According to Forrester Research analyst Betsey Stevenson, 80 percent of affluent U.S. households — those that have US$1 million to invest — are online, well above the national average. And affluent households are more likely than others to seek information about financial opportunities online.

“They’re attracted by information much more than by entertainment,” Stevenson told the E-Commerce Times. “They are a ready-made target audience.”

Altered Landscape

That is not to say the online trading landscape is rosy; it has been changed irrevocably by the recent boom-and-bust cycle, which has highlighted both the benefits and drawbacks of the online medium.

For example, E*Trade is defending itself against a number of lawsuits related to a series of outages dating back to 1999. And many investors have expressed frustration over the pace of trades made during the heaviest selling times after the markets peaked in the spring of 2000.

But in the wake of dot-com mania, investors are more realistic, according to Sindell. While a coworker’s recommendation might have been enough to prompt a stock purchase at one time, investors now are cooling their heels, making fewer trades and spending more time researching each one, she said.

Education Efforts

The National Association of Online Investors (NAOI), formed last year, is based on that premise. The site is about to launch a new Web platform for investor education, including a lengthy online study course on the intricacies of the public market.

“Individuals who have taken the initiative to learn how to invest have more confidence in the market and in themselves,” NAOI president Leland Hevner told the E-Commerce Times. “They feel they have the knowledge and tools to steer clear of potential disasters.”

Changes Ahead

Sindell, who also wrote the book Online Investing for Dummies, said the stock market fallout likely means that fewer people will actively trade stocks.

Those who are closer to retirement will stop altogether, she noted, while younger investors will be more likely to base future stock purchases on solid information. Brokerages can address those concerns by offering several products to customers, rather than by focusing all of their attention on stock trading.

Given recent concerns about corporate ethics, investors also will want to trust their brokerage more than ever before, Sindell added. This desire will give a further advantage to well-established, real-world houses like Fidelity and Charles Schwab, which have made massive investments to beef up their Web offerings.

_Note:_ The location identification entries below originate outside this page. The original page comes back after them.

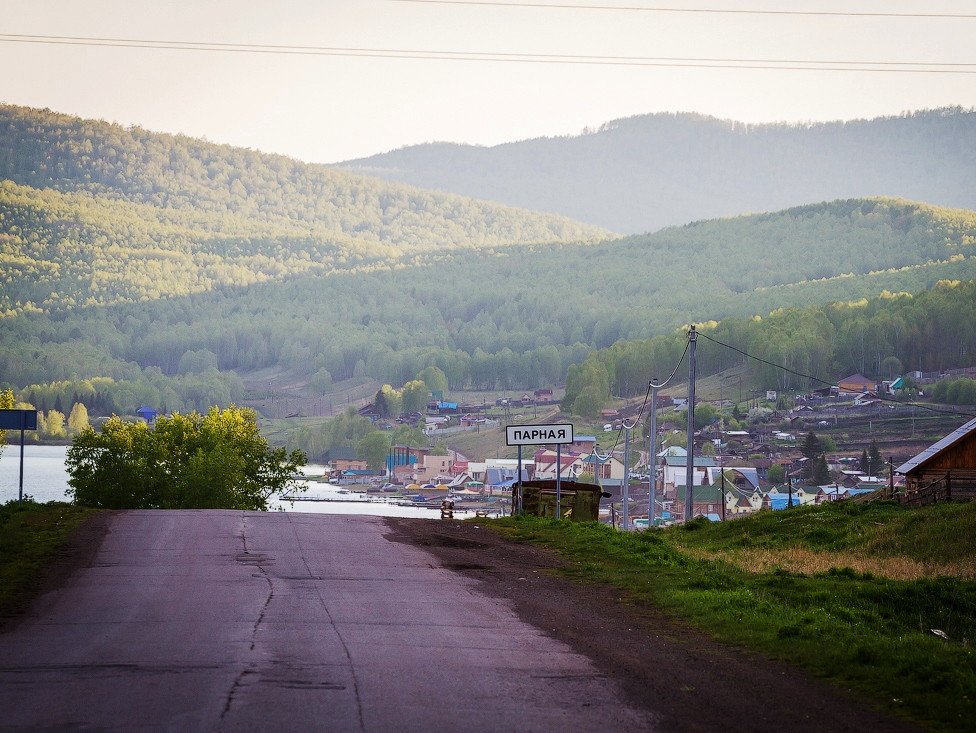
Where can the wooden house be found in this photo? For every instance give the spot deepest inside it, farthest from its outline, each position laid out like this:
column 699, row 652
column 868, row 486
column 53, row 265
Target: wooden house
column 944, row 471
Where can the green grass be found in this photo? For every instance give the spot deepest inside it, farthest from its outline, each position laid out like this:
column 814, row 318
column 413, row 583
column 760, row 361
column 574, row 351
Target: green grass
column 859, row 629
column 30, row 536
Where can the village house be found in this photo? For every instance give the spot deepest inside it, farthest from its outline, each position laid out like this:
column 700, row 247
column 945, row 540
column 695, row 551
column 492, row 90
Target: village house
column 433, row 467
column 856, row 384
column 946, row 470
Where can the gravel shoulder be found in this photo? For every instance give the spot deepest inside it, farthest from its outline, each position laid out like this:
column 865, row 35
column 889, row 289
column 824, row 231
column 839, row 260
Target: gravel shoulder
column 692, row 681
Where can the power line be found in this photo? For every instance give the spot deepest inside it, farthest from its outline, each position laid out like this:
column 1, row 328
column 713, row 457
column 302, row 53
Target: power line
column 834, row 384
column 697, row 11
column 641, row 412
column 902, row 67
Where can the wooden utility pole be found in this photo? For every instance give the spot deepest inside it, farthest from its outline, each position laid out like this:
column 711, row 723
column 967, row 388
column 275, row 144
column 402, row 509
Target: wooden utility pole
column 690, row 467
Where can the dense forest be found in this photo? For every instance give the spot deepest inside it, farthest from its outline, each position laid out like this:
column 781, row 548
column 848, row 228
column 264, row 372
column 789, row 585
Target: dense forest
column 118, row 290
column 882, row 337
column 642, row 173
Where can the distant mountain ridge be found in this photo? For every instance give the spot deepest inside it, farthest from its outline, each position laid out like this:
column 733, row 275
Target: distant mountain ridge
column 642, row 173
column 41, row 149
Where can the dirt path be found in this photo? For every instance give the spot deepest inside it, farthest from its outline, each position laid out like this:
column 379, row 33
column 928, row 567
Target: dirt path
column 664, row 666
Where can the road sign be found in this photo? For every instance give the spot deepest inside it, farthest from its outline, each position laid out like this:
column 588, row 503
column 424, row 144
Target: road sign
column 18, row 419
column 539, row 434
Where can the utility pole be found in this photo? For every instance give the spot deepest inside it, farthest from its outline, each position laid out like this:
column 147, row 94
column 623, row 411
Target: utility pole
column 722, row 474
column 626, row 491
column 652, row 457
column 690, row 467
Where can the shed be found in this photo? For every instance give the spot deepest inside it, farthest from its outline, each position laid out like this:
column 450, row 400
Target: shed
column 945, row 470
column 856, row 384
column 578, row 502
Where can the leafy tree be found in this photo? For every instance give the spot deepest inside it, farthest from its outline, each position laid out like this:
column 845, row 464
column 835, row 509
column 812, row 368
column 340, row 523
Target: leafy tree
column 891, row 367
column 434, row 378
column 386, row 401
column 213, row 461
column 413, row 396
column 374, row 448
column 78, row 419
column 53, row 424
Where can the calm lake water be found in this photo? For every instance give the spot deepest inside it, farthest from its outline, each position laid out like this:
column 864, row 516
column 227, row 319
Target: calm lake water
column 45, row 479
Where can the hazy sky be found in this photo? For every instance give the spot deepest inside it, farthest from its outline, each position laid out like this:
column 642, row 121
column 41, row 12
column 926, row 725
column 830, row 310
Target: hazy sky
column 328, row 108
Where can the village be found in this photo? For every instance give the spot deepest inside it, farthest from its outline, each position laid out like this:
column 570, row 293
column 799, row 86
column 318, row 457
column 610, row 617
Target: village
column 768, row 465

“Online trading will come back along with the market — but it will look a lot different than last time around,” Sindell said.

1 Comment

  • As a seven-year member of the securities industry and specifically the "online" and active trader segment, Sindell’s findings sound accurate, but do they warrant attention? Does it surprise anyone that "online" trading accounts have dried up at these big firms? That these firms are seeking the financially independent because the herd has gone and blown themselves up? It shouldn’t, we’ve known this for months and months, just ask your taxi cab driver. But wouldn’t it be a surprise to find out that a lot of these "online, web based" accounts have simply moved to firms that can support the type of trading that was going on and educating them how to trade, not just actively invest…. now this might deserve some attention.
    The browser-based, online platforms of those firms mentioned have never been anything more than a portal for investors to buy and sell a few shares as investors. Not a tool for individual investors-turned-traders to trade against professionals with sophisticated trading software and millions of dollars behind each order. It’s kind of like entering a Nascar race but showing up in a Yugo… not much of a chance.
    Sindell is right in saying things will be different the next time around… traders will learn to trade and investors will learn to invest, no confusion between the two. The rules of one endeavor should not be forced onto that of another, but they were and now we have a study reporting the consequences. I’d be much more interested in a study of those firms that have provided the tools and the education for traders (not investors) to see what happened to them over the last year or two… that might be newsworthy.